To build kallisto and salmon indexes I used the fasta file from https://ftp.ensembl.org/pub/release-{ENSEMBL_VERSION}/fasta/homo_sapiens/cdna/Homo_sapiens.GRCh38.cdna.all.fa.gz

In this fasta the transcript id and version are shown together:

>ENST00000631435.1 cdna scaffold:GRCh38:HSCHR7_2_CTG6:809186:809197:1 gene:ENSG00000282253.1 gene_biotype:TR_D_gene transcript_biotype:TR_D_gene gene_symbol:TRBD1 description:T cell receptor beta diversity 1 [Source:HGNC Symbol;Acc:HGNC:12158]

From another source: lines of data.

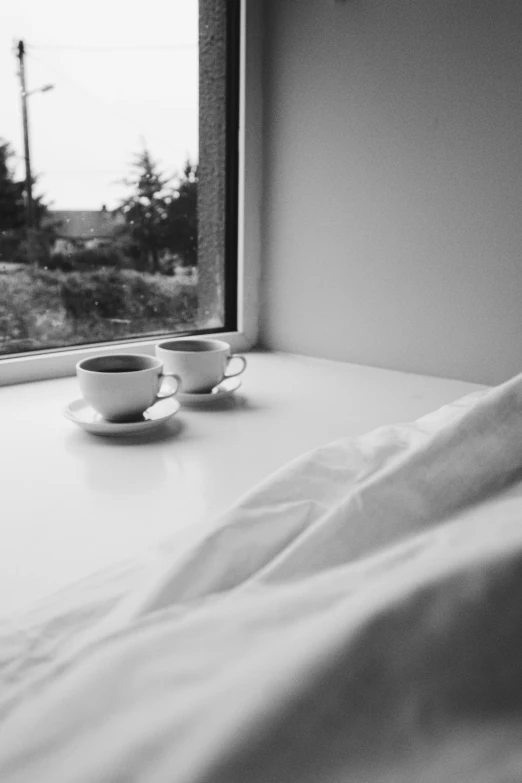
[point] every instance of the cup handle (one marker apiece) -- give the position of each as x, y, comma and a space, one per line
231, 359
172, 392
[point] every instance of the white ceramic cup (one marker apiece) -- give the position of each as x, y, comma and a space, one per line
201, 364
120, 387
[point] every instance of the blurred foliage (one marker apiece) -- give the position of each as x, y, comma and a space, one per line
44, 308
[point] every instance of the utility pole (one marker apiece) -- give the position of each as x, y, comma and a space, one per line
29, 207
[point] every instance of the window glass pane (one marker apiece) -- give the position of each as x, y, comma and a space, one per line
106, 245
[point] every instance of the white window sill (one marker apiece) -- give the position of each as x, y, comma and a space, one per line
73, 503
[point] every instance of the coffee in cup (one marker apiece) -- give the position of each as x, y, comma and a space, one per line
120, 387
200, 363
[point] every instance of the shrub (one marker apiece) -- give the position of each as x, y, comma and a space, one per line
98, 294
58, 261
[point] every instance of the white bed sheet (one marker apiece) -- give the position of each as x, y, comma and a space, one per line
342, 621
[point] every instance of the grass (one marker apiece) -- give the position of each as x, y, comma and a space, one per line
42, 308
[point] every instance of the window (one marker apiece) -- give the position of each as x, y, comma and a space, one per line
111, 242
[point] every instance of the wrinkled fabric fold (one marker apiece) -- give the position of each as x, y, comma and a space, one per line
357, 616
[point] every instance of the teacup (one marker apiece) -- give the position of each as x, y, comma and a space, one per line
201, 364
120, 387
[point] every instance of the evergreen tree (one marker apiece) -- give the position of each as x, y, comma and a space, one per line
182, 218
145, 210
12, 208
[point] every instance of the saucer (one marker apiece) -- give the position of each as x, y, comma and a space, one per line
224, 389
88, 419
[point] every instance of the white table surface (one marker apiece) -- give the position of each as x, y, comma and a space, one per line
73, 503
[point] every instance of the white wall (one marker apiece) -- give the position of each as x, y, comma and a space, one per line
392, 222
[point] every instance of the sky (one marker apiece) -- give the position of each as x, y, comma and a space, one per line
125, 76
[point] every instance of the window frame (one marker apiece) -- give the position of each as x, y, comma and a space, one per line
62, 362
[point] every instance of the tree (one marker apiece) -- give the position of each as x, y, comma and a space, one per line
12, 208
181, 231
145, 210
16, 241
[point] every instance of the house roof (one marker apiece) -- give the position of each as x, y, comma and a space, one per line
84, 224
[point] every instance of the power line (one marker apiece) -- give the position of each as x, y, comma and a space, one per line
150, 48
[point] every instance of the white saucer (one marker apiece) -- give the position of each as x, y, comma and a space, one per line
224, 389
85, 417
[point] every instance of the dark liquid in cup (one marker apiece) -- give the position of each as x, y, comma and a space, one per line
119, 369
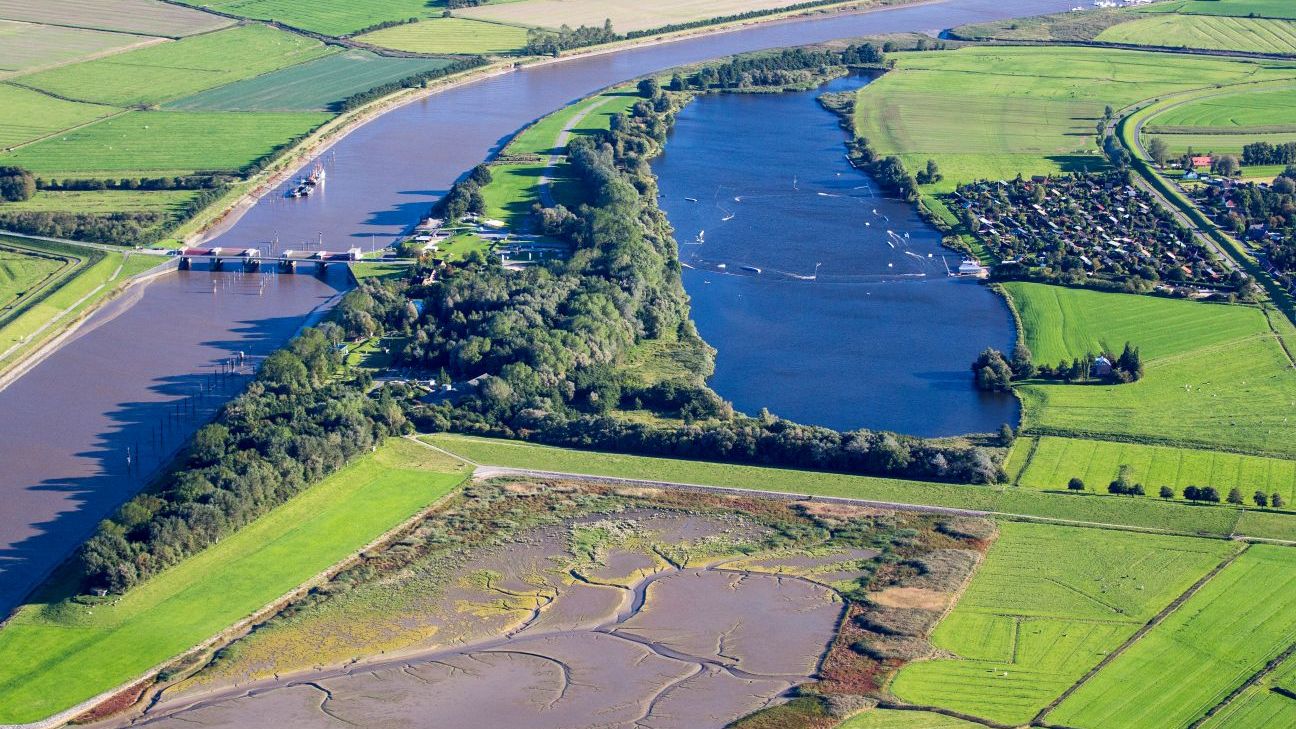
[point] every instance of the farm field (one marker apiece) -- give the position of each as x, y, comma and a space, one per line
1240, 620
1046, 606
27, 116
165, 143
26, 47
170, 70
57, 653
450, 35
625, 14
1055, 461
997, 112
328, 18
1143, 513
1255, 112
143, 17
1208, 33
1237, 8
104, 201
1216, 376
312, 86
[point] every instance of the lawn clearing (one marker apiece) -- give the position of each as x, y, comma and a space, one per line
450, 35
312, 86
27, 116
26, 47
1046, 606
625, 14
1240, 620
992, 113
171, 70
1055, 461
56, 653
1208, 33
144, 17
1237, 8
338, 17
1216, 376
1143, 513
165, 143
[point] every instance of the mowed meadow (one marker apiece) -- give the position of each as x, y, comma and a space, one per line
1045, 607
1216, 375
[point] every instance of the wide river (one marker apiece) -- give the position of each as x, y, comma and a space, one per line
66, 424
827, 301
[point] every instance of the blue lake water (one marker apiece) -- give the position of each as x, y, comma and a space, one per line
852, 319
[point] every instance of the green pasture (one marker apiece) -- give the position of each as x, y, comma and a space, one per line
1240, 620
1237, 8
328, 18
994, 112
27, 116
23, 271
1137, 513
171, 70
1215, 378
140, 17
58, 651
312, 86
158, 143
1207, 33
26, 47
1046, 606
1055, 461
450, 35
104, 201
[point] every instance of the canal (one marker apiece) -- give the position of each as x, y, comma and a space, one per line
66, 424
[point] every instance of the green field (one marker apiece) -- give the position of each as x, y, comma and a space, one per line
1216, 376
1255, 110
1208, 33
1055, 461
157, 143
997, 112
141, 17
171, 70
450, 35
1240, 620
57, 653
1138, 513
27, 116
312, 86
328, 18
1046, 606
22, 271
1260, 8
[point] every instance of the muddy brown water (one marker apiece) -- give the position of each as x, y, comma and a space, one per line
66, 423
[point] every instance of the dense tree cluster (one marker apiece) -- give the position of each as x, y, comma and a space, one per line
541, 42
1266, 153
297, 422
16, 184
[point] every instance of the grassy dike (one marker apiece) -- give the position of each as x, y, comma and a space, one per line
60, 650
1027, 503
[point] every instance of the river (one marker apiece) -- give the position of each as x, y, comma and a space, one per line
827, 301
65, 424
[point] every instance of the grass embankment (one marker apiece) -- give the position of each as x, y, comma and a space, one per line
1134, 513
58, 651
1045, 607
1216, 376
451, 35
1225, 633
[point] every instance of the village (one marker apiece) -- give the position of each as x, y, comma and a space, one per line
1086, 227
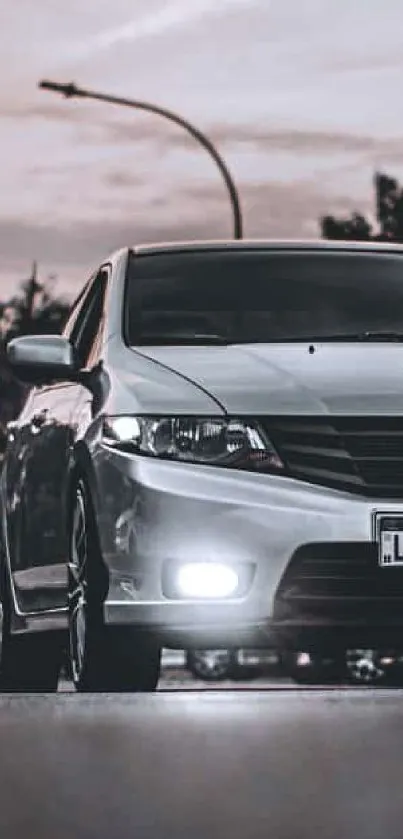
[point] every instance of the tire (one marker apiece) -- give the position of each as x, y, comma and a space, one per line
29, 662
107, 659
211, 665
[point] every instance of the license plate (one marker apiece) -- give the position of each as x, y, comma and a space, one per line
390, 541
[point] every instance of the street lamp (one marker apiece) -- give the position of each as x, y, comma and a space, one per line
71, 91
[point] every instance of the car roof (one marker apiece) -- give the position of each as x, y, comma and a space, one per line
266, 244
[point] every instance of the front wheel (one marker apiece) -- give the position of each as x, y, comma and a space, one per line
211, 665
110, 659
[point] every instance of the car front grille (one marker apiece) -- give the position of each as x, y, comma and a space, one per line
340, 579
363, 455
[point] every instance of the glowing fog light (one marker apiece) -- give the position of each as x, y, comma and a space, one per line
207, 579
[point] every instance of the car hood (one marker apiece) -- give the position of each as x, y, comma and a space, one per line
289, 378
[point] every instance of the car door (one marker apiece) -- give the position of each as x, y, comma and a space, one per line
37, 474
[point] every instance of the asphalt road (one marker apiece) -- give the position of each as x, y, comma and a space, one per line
286, 764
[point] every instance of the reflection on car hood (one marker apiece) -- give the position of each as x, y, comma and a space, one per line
287, 378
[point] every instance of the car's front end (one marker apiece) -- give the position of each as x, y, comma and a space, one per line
235, 558
249, 484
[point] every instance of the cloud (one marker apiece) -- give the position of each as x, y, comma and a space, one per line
157, 132
169, 17
272, 210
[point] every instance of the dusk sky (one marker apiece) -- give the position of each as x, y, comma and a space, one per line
302, 97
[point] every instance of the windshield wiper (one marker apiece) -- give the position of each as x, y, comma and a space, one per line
369, 335
181, 338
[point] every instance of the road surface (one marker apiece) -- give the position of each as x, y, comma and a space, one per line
287, 764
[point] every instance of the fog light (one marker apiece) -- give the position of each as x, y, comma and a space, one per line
207, 579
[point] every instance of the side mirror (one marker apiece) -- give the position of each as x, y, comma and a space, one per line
39, 359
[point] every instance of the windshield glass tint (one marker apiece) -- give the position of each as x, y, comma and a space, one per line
262, 296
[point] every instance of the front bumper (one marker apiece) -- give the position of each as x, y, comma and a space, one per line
151, 513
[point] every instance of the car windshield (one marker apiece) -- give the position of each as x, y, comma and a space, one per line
258, 296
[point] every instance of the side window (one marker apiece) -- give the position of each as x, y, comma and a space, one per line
76, 311
87, 332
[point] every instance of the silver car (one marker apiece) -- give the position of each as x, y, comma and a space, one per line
211, 456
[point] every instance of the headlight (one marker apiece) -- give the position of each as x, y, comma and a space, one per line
237, 443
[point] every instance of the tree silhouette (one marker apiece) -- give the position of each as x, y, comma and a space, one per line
34, 309
389, 215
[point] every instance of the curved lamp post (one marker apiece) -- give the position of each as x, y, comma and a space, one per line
71, 91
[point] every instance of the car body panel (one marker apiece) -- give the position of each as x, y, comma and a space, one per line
288, 379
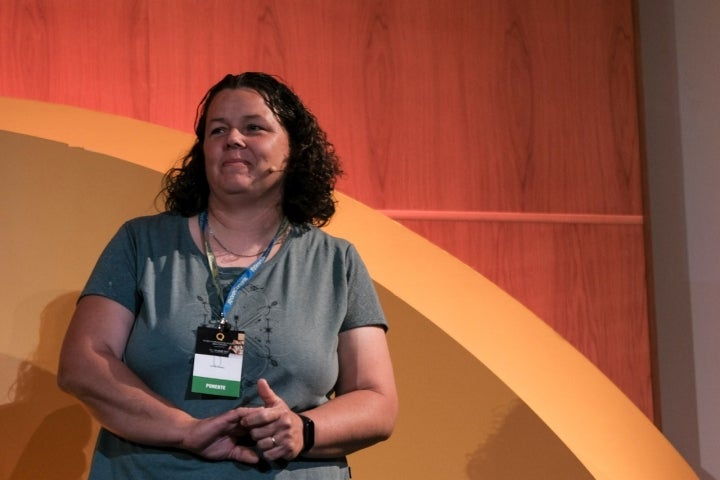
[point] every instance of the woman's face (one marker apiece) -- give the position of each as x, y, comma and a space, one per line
245, 146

However, the transcript_id and transcript_version are separated in the gtf:

1	havana	exon	182696	182746	.	+	.	gene_id "ENSG00000279928"; gene_version "2"; transcript_id "ENST00000624431"; transcript_version "2"; exon_number "1"; gene_name "DDX11L17"; gene_source "havana"; gene_biotype "unprocessed_pseudogene"; transcript_name "DDX11L17-201"; transcript_source "havana"; transcript_biotype "unprocessed_pseudogene"; exon_id "ENSE00003759020"; exon_version "2"; tag "basic"; tag "Ensembl_canonical"; transcript_support_level "NA";

Therefore, when running kallisto or salmon, the abundace file in quants folder has the quantification of the transcripts as per the fasta file; so when loading the transcripts by tx2gene.py, the following section of the discover_transcript_ºattribute() fails:

    with open(gtf_file) as inh:
        # Read GTF file, skipping header lines
        for line in filter(lambda x: not x.startswith("#"), inh):
            cols = line.split("\t")

            # Use regular expression to correctly split the attributes string
            attributes_str = cols[8]
            attributes = dict(re.findall(r'(\S+) "(.*?)(?<!\\)";', attributes_str))

            votes.update(key for key, value in attributes.items() if value in transcripts)

Because no value of the gtf follows the structure "ENSTXXXXXXX.Y".

So far, I've patched this problem by creating a new attribute in the gtf file that combines the transcript id and version.

If this problem can be replicated, I think it would be a good idea to make a more lenient discover_transcript_ºattribute() function that allows for transcript ids with or without version.